I haven’t been sleeping all that well recently. It’s not an obvious restlessness, not the kind of wakefulness where you’re better off just getting out of bed and doing something productive with the cold hours between the witching hour and the first blush of dawn. It’s been a tossing and turning kind of thing, lingering far too long in that liminal space that should only be a quick stop on the way to better, more restful sleep. Maybe it’s the changing of the seasons, that disorienting shortening of days; maybe it’s just work-related stress, compounded by an inability to cut the tether to the computer that is always in the next room; maybe it’s simply my internal clock on the fritz. Whatever the cause, it’s frustrating; I’m sure everyone can agree with this much.
The North Carolina Tar Heels came into this season riding a wave of hype, cresting with Heisman hopes for quarterback Sam Howell and buoyed along by the promise of returning production. Even those talented ballplayers lost to Sunday paychecks over the summer didn’t do much to quell that swell of excitement that was painting the Heels as challengers to the throne in the ACC. I call myself a pragmatist, and generally I pride myself on being able to keep from indulging the Carolina blue homer that lives somewhere near my heart (excepting when I lean into it for comedic effect). Even with all of my professed self control, I look back at the preseason and can plainly see that I was swept up in the forecasts of the rising tide in Chapel Hill.
The only problem with waves? They crash. The slope of the shore forces the column of water higher and higher until the wave topples under its own weight, coming thunderously back down to Earth with a raw power capable of knocking oblivious tourists ass over teakettle with all the tenderness of a giant that doesn’t know its own strength. The power generated by the momentum of the water dissipates somehow slowly and suddenly; the water disappears into the sand, leaving high and dry whatever shells or children it happened to be carrying. The sound is soothing, sure; often I have found myself pulling a recording of crashing waves as a sleep aid on the nights when I feel like I have exhausted my other options.
The football team in Chapel Hill has often been referred to in the national media as a ‘Sleeping Giant.’ It’s a favorite pastime of folks who are paid to talk about college football to wonder exactly why this giant continues to slumber. On the surface, the argument goes, there is no reason the Tar Heels shouldn’t be the best football program in the state.

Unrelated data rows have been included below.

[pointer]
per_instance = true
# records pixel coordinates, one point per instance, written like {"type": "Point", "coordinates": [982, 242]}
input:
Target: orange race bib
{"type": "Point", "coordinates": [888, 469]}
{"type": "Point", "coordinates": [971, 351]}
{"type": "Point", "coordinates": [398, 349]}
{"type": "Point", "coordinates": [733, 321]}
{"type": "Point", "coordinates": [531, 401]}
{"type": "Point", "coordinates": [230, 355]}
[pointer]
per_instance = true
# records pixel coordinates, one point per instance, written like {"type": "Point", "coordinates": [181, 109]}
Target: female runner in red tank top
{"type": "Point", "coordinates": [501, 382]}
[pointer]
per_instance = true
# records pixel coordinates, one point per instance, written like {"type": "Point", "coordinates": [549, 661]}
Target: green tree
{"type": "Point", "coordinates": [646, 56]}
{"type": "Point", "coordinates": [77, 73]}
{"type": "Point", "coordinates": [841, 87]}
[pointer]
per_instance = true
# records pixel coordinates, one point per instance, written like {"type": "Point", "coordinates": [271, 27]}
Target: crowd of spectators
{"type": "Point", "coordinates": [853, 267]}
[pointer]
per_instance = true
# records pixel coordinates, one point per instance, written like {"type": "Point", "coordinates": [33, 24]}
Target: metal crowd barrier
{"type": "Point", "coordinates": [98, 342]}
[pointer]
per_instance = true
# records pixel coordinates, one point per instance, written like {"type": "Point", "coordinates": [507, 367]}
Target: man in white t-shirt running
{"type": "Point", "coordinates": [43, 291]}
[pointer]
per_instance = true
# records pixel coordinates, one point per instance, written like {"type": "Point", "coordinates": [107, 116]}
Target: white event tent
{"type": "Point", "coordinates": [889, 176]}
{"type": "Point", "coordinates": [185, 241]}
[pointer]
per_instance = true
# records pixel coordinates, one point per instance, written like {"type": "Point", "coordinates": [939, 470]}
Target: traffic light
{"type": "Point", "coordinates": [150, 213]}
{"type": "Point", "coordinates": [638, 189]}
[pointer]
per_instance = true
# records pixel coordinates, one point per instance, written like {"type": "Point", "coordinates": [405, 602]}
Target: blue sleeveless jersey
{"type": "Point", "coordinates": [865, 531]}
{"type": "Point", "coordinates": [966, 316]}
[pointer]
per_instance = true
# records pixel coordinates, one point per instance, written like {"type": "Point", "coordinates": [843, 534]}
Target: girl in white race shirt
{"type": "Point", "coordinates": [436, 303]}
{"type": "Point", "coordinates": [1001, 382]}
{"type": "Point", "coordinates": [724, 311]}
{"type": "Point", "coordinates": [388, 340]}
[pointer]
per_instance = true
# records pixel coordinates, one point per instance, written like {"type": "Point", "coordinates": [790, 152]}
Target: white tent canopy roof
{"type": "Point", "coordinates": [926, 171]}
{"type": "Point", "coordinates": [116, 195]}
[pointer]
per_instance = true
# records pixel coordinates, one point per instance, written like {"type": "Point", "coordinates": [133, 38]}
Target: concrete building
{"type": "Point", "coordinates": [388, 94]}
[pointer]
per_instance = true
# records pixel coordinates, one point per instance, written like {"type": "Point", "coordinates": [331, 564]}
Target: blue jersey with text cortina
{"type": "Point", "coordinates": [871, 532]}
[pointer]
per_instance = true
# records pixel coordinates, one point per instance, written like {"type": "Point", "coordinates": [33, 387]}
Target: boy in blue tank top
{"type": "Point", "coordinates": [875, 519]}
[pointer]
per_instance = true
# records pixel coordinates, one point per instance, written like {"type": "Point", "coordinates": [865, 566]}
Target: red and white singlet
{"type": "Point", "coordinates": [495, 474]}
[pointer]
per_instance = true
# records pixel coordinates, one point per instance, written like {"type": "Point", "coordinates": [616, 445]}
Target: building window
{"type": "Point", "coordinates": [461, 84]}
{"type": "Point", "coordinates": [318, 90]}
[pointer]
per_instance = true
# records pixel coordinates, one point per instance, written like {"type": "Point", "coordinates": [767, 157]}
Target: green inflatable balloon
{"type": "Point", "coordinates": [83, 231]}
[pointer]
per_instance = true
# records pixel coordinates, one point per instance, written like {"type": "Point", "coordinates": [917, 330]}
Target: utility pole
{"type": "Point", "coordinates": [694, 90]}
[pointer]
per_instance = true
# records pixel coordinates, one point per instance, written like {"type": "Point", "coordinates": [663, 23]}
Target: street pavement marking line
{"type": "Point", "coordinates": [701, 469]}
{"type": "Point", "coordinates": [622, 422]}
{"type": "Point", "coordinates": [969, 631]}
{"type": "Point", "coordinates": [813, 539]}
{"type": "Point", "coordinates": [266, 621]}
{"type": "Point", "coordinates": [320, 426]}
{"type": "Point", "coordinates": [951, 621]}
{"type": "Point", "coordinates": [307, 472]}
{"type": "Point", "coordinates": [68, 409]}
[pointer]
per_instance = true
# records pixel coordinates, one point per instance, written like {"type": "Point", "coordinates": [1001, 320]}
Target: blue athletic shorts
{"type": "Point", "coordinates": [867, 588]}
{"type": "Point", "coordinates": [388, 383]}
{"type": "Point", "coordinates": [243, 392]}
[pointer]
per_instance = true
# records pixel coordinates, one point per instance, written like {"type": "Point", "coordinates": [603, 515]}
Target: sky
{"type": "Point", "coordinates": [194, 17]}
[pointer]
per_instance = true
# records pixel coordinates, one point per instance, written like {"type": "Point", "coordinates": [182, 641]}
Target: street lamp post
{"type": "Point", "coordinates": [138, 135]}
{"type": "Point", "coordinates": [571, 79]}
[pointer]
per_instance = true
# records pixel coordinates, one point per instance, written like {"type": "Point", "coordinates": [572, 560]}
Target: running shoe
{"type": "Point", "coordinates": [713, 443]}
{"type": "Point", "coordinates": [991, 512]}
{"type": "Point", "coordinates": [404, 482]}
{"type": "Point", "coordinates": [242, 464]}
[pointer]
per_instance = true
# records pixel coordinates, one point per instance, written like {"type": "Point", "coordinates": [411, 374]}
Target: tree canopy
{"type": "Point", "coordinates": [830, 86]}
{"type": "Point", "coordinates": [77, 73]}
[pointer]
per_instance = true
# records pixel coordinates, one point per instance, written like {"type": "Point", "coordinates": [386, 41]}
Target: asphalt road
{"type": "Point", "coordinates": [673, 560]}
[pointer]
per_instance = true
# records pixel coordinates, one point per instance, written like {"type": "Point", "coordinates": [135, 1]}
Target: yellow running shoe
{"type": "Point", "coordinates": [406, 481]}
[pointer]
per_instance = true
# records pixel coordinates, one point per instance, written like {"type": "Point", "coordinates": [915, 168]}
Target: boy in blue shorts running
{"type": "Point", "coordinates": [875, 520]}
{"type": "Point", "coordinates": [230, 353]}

A flagship university with an international brand; a school in the South that can boast incredible success on a national stage in multiple sports (shouts especially to the women’s soccer and field hockey teams); there are plenty of signs pointing to powerhouse-in-waiting. Other teams in-state have their own sets of obstacles blocking their rise to national relevancy: my Appalachian alma mater is remote, cold in the winter, and plays a specific brand of football (that I love dearly, don’t get me wrong). East Carolina fired Ruffin McNeill for whatever reason and will be recovering from that mistake for years to come. Wake Forest is a small (formerly) Baptist private school in Winston Salem, Duke has all those years of being Duke to contend with, and NC State is an unknowable quantity of varying quality, adept at self-immolating with little to no warning.
There were rumblings that the giant was beginning to stir. Coach Brown and his staff’s transcendent recruiting could have been mistaken for a massive eye beginning to crack open. The emergence of Sam Howell as the dynamic playmaking quarterback in the last two seasons was thought by some to be the alarm needed to finally wake the giant up. The Heels were dark horse candidates for the College Football Playoff leading into this season, riding the aforementioned wave into a preseason top-10 ranking. Even the season-opening loss to Virginia Tech could be partially hand-waved away; it was the first game after the weirdest season in memory, the first time playing in front of a college crowd for large swaths of the current roster, and the Hokies were simply better than we thought they were. Similar to a wave that breaks a ways off the shore before regathering strength for the last push to shore, the Heels continued to roll after that early setback, dispatching the next two opponents with ease.
One loss to a surprisingly good Virginia Tech team does not preclude Carolina from fulfilling the promise of the offseason hype. Two conference losses (so far) in this year’s middling-at-best ACC, though? There goes the crash. McKay wrote a great post about readjusting expectations after last week’s disappointing trip to the largest Delta hub in the world, and reckoning with finding ourselves deposited at the water line on the beach with the wave that dropped us rapidly fading into the hot sand.
I haven’t been sleeping all that well recently. A nap on a beach somewhere east of where I am right now sounds lovely, my ears filled with the constant dull roar of waves like giant footsteps crashing into the sand, one after another. That’s the best part about waves, though; there’s always another one coming, and eventually the tide will follow them in. The water level will rise, wave after wave and crash by crash, until the tide reaches your chair.
When that water hits, it may even be enough to wake a sleeping giant.